Regia di Rodolfo Bisatti vedi scheda film
Non è un documentario, ma forse neanche un vero e proprio film. Ci sono effettivamente alcuni personaggi, interpretati da attori (bravi), e c'è anche una specie di trama. Ma la trama è molto povera, e a tratti è difficile da seguire, perché certe scene sono poco comprensibili, e certi personaggi sono presentati in modo poco chiaro. Si alternano scene di grande realismo con simbolismi raffinati, per adepti cinefili. Stilemi che io non apprezzo, ma che sembrano inevitabili, connaturati a un certo cinema “intellettualoide”. Il tutto integrato da lunghi silenzi, lentezza estrema, inquadrature naturalistiche (immagino volute dal regista perché a qualcuno suscitano un pizzico di benessere).
Nell'insieme, lo spettatore viene proiettato in una dimensione surreale, di lutto, dolore, presenza della morte, strazio del fine vita, e a tratti quasi di nonsense (a causa degli stilemi).
Più che un'esperienza di cinema, si potrebbe descrivere l'esperienza dello spettatore come un'esperienza di angoscia, un anticipo di vicende che quasi certamente dovremo vivere, e che forse (in forma attenuata) abbiamo già vissuto.

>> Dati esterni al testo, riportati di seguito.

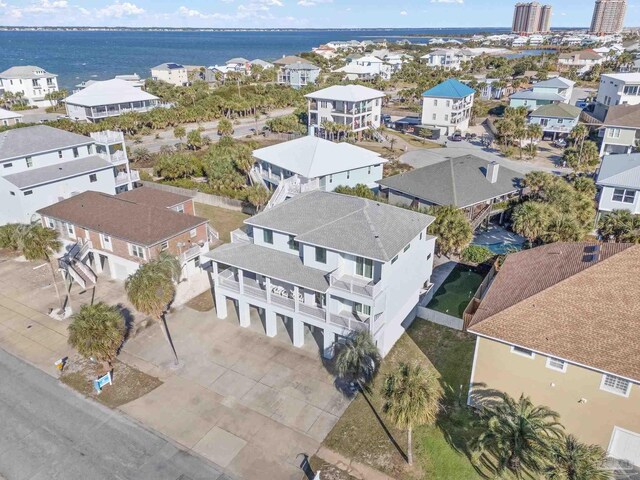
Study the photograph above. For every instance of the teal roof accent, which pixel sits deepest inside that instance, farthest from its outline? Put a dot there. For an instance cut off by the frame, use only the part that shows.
(451, 88)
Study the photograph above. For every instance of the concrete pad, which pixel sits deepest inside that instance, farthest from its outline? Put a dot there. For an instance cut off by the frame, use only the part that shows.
(220, 446)
(232, 384)
(252, 462)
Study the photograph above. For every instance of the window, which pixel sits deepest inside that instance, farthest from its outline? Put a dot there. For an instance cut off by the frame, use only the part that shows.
(625, 196)
(293, 245)
(616, 385)
(556, 364)
(364, 267)
(321, 255)
(105, 240)
(137, 251)
(523, 352)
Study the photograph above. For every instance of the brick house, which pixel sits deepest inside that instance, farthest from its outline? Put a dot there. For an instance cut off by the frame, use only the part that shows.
(114, 234)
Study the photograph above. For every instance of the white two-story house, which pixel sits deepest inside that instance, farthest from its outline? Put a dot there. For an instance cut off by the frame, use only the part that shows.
(554, 90)
(33, 83)
(616, 89)
(312, 163)
(618, 183)
(40, 166)
(326, 263)
(356, 106)
(447, 107)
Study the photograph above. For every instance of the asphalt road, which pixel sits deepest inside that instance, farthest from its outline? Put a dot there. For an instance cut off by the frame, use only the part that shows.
(48, 432)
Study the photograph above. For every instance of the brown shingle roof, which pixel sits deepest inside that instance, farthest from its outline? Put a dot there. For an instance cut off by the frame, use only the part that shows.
(154, 197)
(623, 116)
(134, 222)
(566, 301)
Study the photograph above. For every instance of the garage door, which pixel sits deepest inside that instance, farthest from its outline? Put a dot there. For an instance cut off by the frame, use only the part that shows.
(625, 445)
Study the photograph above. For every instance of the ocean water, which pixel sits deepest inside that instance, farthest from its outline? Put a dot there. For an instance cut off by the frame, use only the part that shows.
(84, 55)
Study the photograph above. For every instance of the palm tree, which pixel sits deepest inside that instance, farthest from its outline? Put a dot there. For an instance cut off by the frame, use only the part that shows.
(38, 243)
(573, 460)
(412, 398)
(530, 219)
(519, 435)
(97, 331)
(358, 359)
(150, 289)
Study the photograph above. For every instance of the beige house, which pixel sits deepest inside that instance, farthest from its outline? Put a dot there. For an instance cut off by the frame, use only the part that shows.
(560, 324)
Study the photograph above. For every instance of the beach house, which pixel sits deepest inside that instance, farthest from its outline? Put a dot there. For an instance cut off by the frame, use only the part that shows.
(29, 82)
(355, 106)
(172, 73)
(110, 98)
(447, 107)
(41, 165)
(326, 264)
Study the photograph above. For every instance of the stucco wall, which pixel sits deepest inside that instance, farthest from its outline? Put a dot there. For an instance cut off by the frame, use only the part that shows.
(591, 421)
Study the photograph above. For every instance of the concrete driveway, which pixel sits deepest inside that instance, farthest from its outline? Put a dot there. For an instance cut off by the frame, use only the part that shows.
(249, 403)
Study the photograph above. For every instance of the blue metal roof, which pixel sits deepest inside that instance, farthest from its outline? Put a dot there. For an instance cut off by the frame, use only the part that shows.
(451, 88)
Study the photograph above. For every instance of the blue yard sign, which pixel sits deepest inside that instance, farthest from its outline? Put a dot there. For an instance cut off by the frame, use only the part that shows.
(102, 381)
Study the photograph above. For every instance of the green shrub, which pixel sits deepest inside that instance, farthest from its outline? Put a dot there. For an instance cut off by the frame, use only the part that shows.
(476, 254)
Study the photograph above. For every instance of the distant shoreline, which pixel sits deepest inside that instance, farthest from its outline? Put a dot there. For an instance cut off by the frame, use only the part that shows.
(477, 30)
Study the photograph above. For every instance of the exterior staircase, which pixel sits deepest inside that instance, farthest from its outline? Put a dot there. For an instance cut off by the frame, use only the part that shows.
(72, 264)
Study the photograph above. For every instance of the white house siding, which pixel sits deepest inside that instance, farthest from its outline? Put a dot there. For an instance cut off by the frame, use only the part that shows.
(607, 203)
(50, 193)
(618, 140)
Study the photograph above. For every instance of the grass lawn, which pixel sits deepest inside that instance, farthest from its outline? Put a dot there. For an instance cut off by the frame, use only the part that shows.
(222, 219)
(456, 292)
(440, 452)
(129, 383)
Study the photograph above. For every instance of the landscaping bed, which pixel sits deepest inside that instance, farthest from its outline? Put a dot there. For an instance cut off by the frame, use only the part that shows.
(441, 451)
(458, 289)
(129, 383)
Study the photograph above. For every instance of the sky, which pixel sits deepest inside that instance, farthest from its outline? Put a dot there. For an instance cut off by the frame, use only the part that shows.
(289, 13)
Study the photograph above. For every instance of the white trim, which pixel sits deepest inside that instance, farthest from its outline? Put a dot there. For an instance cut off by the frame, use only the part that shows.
(551, 367)
(504, 342)
(473, 368)
(515, 348)
(604, 388)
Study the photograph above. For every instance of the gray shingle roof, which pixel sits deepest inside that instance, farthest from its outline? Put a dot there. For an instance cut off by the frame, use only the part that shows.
(51, 173)
(347, 224)
(458, 181)
(272, 263)
(21, 142)
(620, 171)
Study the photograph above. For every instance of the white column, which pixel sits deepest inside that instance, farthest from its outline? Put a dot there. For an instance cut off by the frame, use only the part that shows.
(221, 305)
(270, 322)
(298, 333)
(244, 313)
(328, 342)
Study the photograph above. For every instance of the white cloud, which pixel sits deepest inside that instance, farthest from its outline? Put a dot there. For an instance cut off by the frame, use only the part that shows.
(119, 10)
(312, 3)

In breve, mi riferisco all'esperienza del nostro personale fine vita, e di quello dei nostri cari. E l'esperienza del lutto, della perdita di persone di importanza fondamentale per noi.
Ci si chiede: perché allora infliggersi questo supplizio? Per me è stata una scelta intenzionale, consapevole, legata a miei recenti stati d'animo. Per altri, potrebbe essere un modo di opporsi alla rimozione del pensiero di morte; per altri ancora, potrebbe essere addirittura catartico.
A scanso di equivoci, il film merita un 7, per la grande intensità che trasmette. Ne sconsiglio però la visione a chi non abbia una forte motivazione, in partenza, di affrontare questi temi.